With everyone seemingly in thrall to crypto during the boom, it felt isolating at first. “As soon as I met fellow sceptics, I was like: ‘Ah, these are my people,’ just a great group of nerds – cryptographers, computer scientists, economists, a lot of amateur sleuths.” He didn’t find much dissent in the media, which saddened him. “There was a lot of just putting out press releases, basically. I saw so much drivel.”
Bankman-Fried, founder of the FTX cryptocurrency exchange and at one point the world’s youngest billionaire, was the subject of many breathless media profiles. McKenzie built up a relationship with him before meeting for an interview – this was months before his businesses spectacularly collapsed last year and he was arrested on criminal charges, including fraud and money laundering. “We didn’t know what we know now, but there were red flags,” says McKenzie. On a personal level, McKenzie wasn’t impressed with the young man routinely described as the next Warren Buffett or JP Morgan. His empire, McKenzie felt, was “far more rickety than I had even suspected. He’s the guy? That’s your JP Morgan?”
McKenzie and Silverman spoke to politicians, and looked into the “revolving door” between politicos who then go to work for these companies, and the huge donations from crypto firms; Bankman-Fried’s companies alone donated at least £100m between Democrats and Republicans. Did it surprise McKenzie, or is he cynical enough by now? “I thought I was cynical,” he says with a grim smile.

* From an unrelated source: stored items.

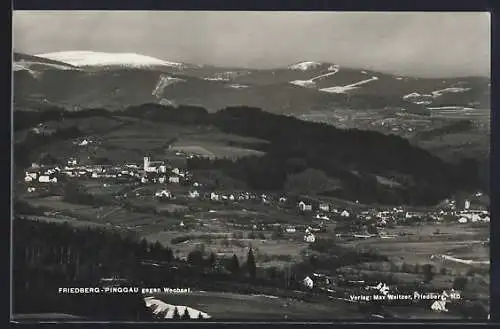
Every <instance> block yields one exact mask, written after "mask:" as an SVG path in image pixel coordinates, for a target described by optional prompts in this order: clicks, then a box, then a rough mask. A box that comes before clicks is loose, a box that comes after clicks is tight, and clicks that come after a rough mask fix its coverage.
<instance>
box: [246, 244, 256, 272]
mask: <svg viewBox="0 0 500 329" xmlns="http://www.w3.org/2000/svg"><path fill="white" fill-rule="evenodd" d="M247 270H248V274H250V277H251V278H255V276H256V274H257V266H256V264H255V256H254V254H253V250H252V248H250V250H248V255H247Z"/></svg>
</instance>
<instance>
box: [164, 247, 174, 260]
mask: <svg viewBox="0 0 500 329" xmlns="http://www.w3.org/2000/svg"><path fill="white" fill-rule="evenodd" d="M164 258H165V260H166V261H167V262H171V261H172V260H173V259H174V252H173V250H172V249H170V248H166V249H165V250H164Z"/></svg>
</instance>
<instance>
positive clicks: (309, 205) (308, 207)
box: [299, 201, 312, 211]
mask: <svg viewBox="0 0 500 329" xmlns="http://www.w3.org/2000/svg"><path fill="white" fill-rule="evenodd" d="M299 210H300V211H311V210H312V206H311V205H310V204H306V203H305V202H304V201H300V202H299Z"/></svg>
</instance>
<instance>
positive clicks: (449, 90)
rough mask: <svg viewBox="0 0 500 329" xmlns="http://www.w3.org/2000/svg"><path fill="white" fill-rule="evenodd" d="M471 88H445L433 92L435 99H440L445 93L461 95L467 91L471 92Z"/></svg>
mask: <svg viewBox="0 0 500 329" xmlns="http://www.w3.org/2000/svg"><path fill="white" fill-rule="evenodd" d="M469 90H471V88H444V89H440V90H436V91H433V92H432V96H433V97H438V96H441V95H443V94H444V93H461V92H465V91H469Z"/></svg>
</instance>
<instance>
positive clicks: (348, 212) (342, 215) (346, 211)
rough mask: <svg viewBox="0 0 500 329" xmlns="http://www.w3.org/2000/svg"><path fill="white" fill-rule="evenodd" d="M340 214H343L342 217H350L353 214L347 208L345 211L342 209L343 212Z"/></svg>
mask: <svg viewBox="0 0 500 329" xmlns="http://www.w3.org/2000/svg"><path fill="white" fill-rule="evenodd" d="M340 216H342V217H350V216H351V214H350V213H349V212H348V211H347V210H344V211H342V212H341V213H340Z"/></svg>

What has this experience done for McKenzie? “It’s been an incredible adventure,” he says. He has reported from El Salvador, which recognises bitcoin as legal tender, visited environmentally disastrous cryptocurrency mining facilities and, at the end of last year, he found himself testifying before the Senate banking committee. “It’s given me a broader understanding of diversity of experiences. I’ve formed genuine friendships.”
He doesn’t know what he will do next. He still believes crypto has no real-world use or value but he hasn’t, I point out, successfully brought cryptocurrency down and he laughs. (For the crypto survivors, the market appears to be recovering even if the regulators are circling. “It’s not a fair market, most of the volume is fake, there’s very real liquidity, meaning the real money, backing it,” counters McKenzie.) Crypto will be around, he says, “as long as people believe in it. The brilliance of the con is it points out something we can all agree on – the financial system is unequal – and then pivot: ‘crypto solves it’.” He smiles. “That’s the trick – it doesn’t.”
We could continue to choose to ignore those flaws in traditional finance, but McKenzie doesn’t think we should. “We made [the financial system] up, just like we made up money, so we can change it – but it does require work and it does require we speak the truth.”
Easy Money: Cryptocurrency, Casino Capitalism, and the Golden Age of Fraud is published on 27 July by Abrams.